The watchdog agency enforces the state's campaign finance and disclosure laws and can issue fines and penalties for noncompliance, although it refers legal violations to law enforcement agencies. The board's chairwoman, Ann Ravel, was appointed by Brown.

Harris, a Democrat, said the Arizona group's admission of the source of its funds, though opaque, is a first step.

"We are going to continue to take a look at this and examine the full scope of the conduct involved," she said.

She said the U.S. Supreme Court's ruling in the so-called Citizens United case, which allowed corporations and unions to spend unlimited amounts on political ads, indicated that protected political speech "is not and should not be thought of to be at the expense of disclosure."

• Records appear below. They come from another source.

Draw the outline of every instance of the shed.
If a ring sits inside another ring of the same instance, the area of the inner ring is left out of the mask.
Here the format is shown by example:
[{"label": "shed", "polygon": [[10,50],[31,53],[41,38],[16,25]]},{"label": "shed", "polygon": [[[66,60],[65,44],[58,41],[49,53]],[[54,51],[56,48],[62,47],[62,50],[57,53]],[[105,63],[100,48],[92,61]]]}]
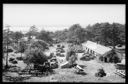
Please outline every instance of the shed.
[{"label": "shed", "polygon": [[93,53],[95,55],[106,55],[108,52],[112,50],[109,47],[100,45],[92,41],[87,41],[86,43],[83,43],[82,45],[86,52]]}]

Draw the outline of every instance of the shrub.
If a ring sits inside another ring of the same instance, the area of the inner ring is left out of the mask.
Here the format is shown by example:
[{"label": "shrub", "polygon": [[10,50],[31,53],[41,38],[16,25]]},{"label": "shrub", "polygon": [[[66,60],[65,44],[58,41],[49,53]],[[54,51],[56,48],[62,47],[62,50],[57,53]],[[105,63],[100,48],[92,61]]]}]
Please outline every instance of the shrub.
[{"label": "shrub", "polygon": [[40,48],[42,51],[49,49],[47,43],[41,40],[32,42],[29,48]]},{"label": "shrub", "polygon": [[57,47],[60,47],[60,45],[58,44]]},{"label": "shrub", "polygon": [[14,60],[15,60],[15,58],[10,58],[10,59],[9,59],[9,62],[14,61]]},{"label": "shrub", "polygon": [[17,64],[18,62],[16,60],[12,61],[11,62],[12,64]]},{"label": "shrub", "polygon": [[17,57],[16,59],[17,59],[17,60],[23,60],[23,58],[22,58],[22,57]]}]

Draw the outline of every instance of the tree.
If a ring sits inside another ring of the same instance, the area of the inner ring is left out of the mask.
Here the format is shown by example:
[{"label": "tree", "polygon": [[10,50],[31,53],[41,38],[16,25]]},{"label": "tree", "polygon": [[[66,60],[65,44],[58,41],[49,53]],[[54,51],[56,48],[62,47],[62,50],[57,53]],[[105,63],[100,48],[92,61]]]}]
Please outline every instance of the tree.
[{"label": "tree", "polygon": [[32,39],[32,36],[37,36],[38,34],[38,29],[36,28],[35,25],[31,26],[29,31],[26,33],[28,35],[29,40]]},{"label": "tree", "polygon": [[21,57],[22,57],[22,53],[24,53],[27,48],[28,48],[27,42],[26,41],[20,41],[18,52],[21,52]]},{"label": "tree", "polygon": [[14,41],[15,41],[15,43],[17,43],[17,45],[18,45],[18,42],[19,42],[19,40],[21,39],[23,37],[23,34],[22,34],[22,32],[14,32],[13,33],[13,39],[14,39]]},{"label": "tree", "polygon": [[6,26],[7,29],[3,30],[3,48],[6,49],[6,65],[5,65],[5,68],[7,69],[8,68],[8,46],[10,45],[11,43],[11,38],[10,38],[10,25],[7,25]]},{"label": "tree", "polygon": [[50,33],[46,32],[44,30],[41,30],[41,32],[37,36],[37,39],[43,40],[49,44],[53,41],[51,36],[50,36]]}]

ARL's $11 million donation went to the Small Business Action Committee PAC, which opposes Brown's tax initiative and a separate initiative that would limit unions' ability to collect money for political causes. Because the funds are mingled with other contributions to the Small Business Action Committee, it is not clear how much of the money went to support each of the group's positions on Tuesday's initiatives.

Three Phoenix-area men are listed on documents as directors of Americans for Responsible Leadership, which was formed last year: Steven Nickolas, president of Silver Sky Capital; Robert Graham, president of RG Capital Investors; and Eric Wnuck, an unsuccessful Arizona congressional candidate in 2010.

The group also has given more than $1.5 million to oppose two initiatives on the Arizona ballot, one that would raise the statewide sales tax to provide more money for schools and another that would modify the state's primary election system.

In California, the FPPC sought to perform an audit after California Common Cause filed a complaint. Kathay Feng, president of Common Cause, said the precedent set by the case "is a victory for voters and democracy."

"Though it shouldn't take weeks of legal suits, California voters now have the information they need to make informed choices on Nov. 6," she said in a statement.

During a brief appearance in Los Angeles Monday, Brown did not directly mention the Arizona group but urged activists to knock on undecided voters' doors and make phone calls to overcome the influence of shadowy money in politics.

"We've been up against a lot of money power — money power not only from California but from secret organizations throughout California, throughout America, that want to come and influence voters," he said at a get-out-the-vote rally in a Hispanic neighborhood in the city's San Fernando Valley.